Wnioski: pomysł z płytowym stelażem jest dobry dla tych, któzy cenią wygodę i komfort w każdych warunkach ponad praktyczność. Zatem należy kupić deuter-a na płytowym stelażu, zwłaszcza, ze: deuter jest o 5 jurków tańszy ;), posiada pasy kompresyjne, to nie karrimor. Po swoich doświadczeniach mówię NIE dla Karrimora...

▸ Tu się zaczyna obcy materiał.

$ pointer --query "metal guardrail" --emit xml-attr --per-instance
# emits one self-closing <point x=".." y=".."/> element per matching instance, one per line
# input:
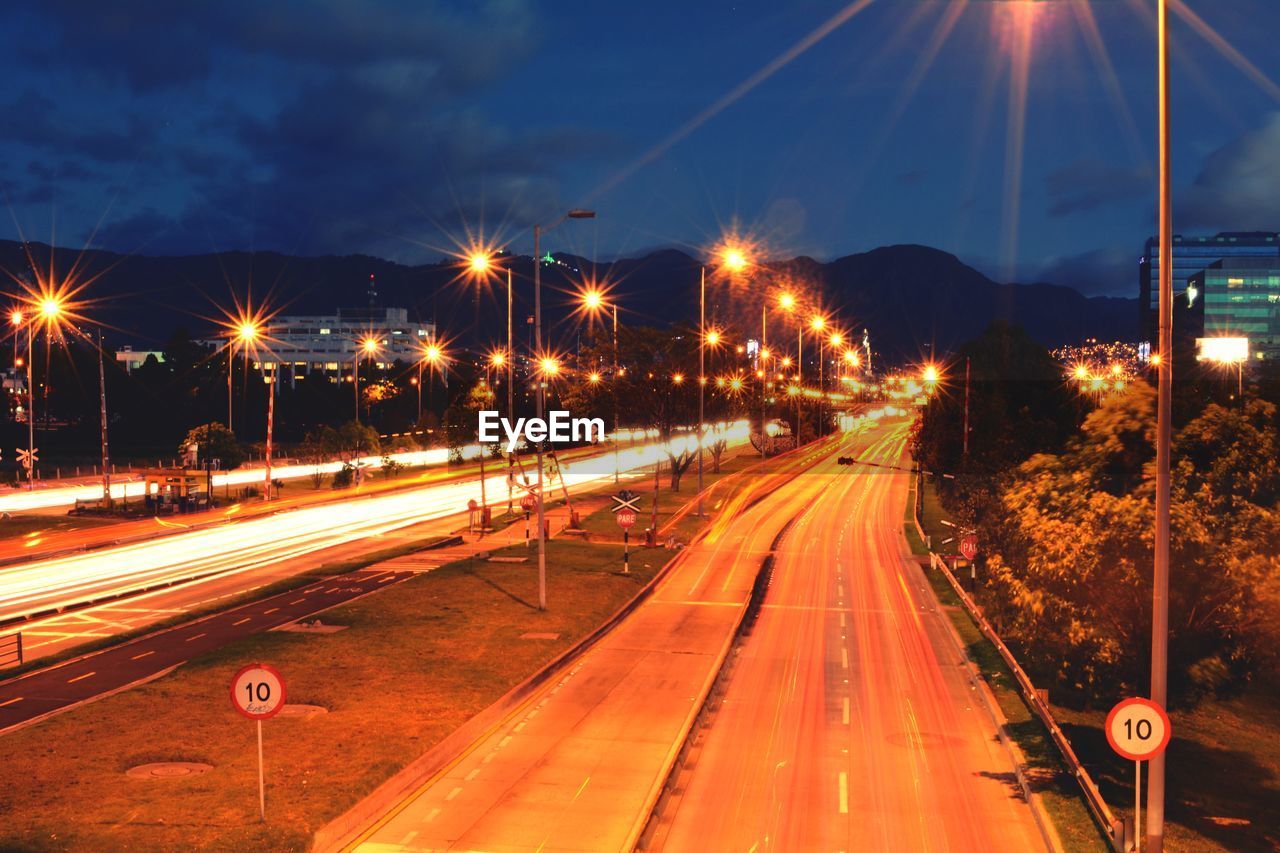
<point x="10" y="649"/>
<point x="1111" y="826"/>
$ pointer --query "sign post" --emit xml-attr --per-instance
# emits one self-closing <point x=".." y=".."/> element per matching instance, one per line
<point x="528" y="505"/>
<point x="1138" y="729"/>
<point x="257" y="693"/>
<point x="625" y="511"/>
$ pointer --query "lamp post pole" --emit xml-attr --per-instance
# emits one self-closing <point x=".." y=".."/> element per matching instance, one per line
<point x="31" y="414"/>
<point x="511" y="388"/>
<point x="616" y="463"/>
<point x="540" y="396"/>
<point x="1164" y="429"/>
<point x="101" y="383"/>
<point x="763" y="369"/>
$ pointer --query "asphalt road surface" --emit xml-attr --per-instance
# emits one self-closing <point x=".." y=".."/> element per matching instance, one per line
<point x="849" y="721"/>
<point x="260" y="543"/>
<point x="46" y="692"/>
<point x="579" y="766"/>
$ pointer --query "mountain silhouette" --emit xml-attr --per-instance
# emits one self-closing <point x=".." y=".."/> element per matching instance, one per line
<point x="914" y="300"/>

Wnioski: pomysł z płytowym stelażem jest dobry dla tych, któzy cenią wygodę i komfort w każdych warunkach ponad praktyczność. Zatem należy kupić deuter-a na płytowym stelażu, zwłaszcza, ze: deuter jest o 5 jurków tańszy ;), posiada pasy kompresyjne, to nie karrimor. Po swoich doświadczeniach mówię NIE dla Karrimora...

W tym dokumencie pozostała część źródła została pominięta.